O conceito de gênero possui uma enorme amplitude de usos e se faz presente em várias áreas da produção teórica, quer seja nas ciências naturais, quer seja nas ciências humanas e sociais. A sociedade comumente determina as diferenças de gênero baseadas na construção cultural de que o homem, por ser superior ,"fala por", engloba, e representa a mulher. Este modelo social é bidimensional, ou seja, a relação hierárquica é composta de dois níveis, o superior representado pelo homem e o inferior representado pela mulher.

A representação das mulheres como sujeitos inferiores é fortemente difundida em diversos tempos históricos. No período de 1950 e 1960 a mulher esteve na esfera do lar e o homem na rua. Nesta época a mulher era vista como se, biologicamente, fosse contemplada com habilidades de forno e fogão. A rainha do lar se consolida não apenas como esteriótipo de filmes hollywoodianos, mas na educação. Existiam diferenças nos currículos das escolas femininas e masculinas; as meninas aprendiam corte e costura, e poderiam ser, no máximo, professoras. O magistério seria o limite para as ambições profissionais das mulheres.

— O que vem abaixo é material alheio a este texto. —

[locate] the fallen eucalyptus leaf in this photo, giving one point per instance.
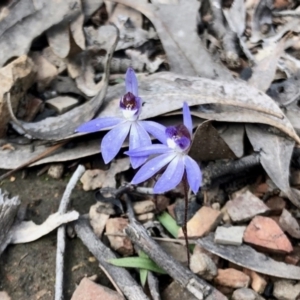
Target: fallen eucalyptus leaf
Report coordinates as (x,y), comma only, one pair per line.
(233,135)
(28,231)
(207,144)
(247,257)
(169,223)
(136,262)
(275,155)
(240,102)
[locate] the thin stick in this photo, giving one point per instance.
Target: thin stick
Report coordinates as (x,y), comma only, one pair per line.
(33,160)
(61,233)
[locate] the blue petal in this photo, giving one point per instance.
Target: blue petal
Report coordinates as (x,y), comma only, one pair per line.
(131,82)
(155,129)
(113,140)
(148,150)
(171,177)
(98,124)
(193,173)
(138,138)
(187,118)
(152,167)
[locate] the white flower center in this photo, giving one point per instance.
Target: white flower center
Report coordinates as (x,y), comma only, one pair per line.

Esse dualismo (casa e rua) iria ser rompido com o movimento feminista que foi idealizado nos anos 1960 concomitantemente ao movimento “hippie” e a contracultura. A pílula anticoncepcional permitiu à mulher o controle sobre seu corpo, e num mundo pré-AIDS, o amor livre tornou-se uma prática libertadora. Inicialmente nos EUA e Europa, as revolucionárias não apenas queimaram roupas íntimas como também se inseriram nos circuitos culturais das universidades. A partir desses debates, se iniciou uma revolução dentro dos setores das ciências humanas. Áreas como filosofia, sociologia e história criaram departamentos exclusivos para discussões sobre as questões de gênero. Assim, o feminismo revolucionário passou das fogueiras de sutiãs e das passeatas às cadeiras das universidades com os “estudo de gênero”. Hoje o feminismo pode se definir como uma teoria política que se baseia na análise das relações entre os sexos, bem como na prática da luta pela libertação das mulheres. Para algumas feministas, a contradição entre os sexos é básica, atravessando todas as demais contradições: como as de classes sociais, de raças e de povos.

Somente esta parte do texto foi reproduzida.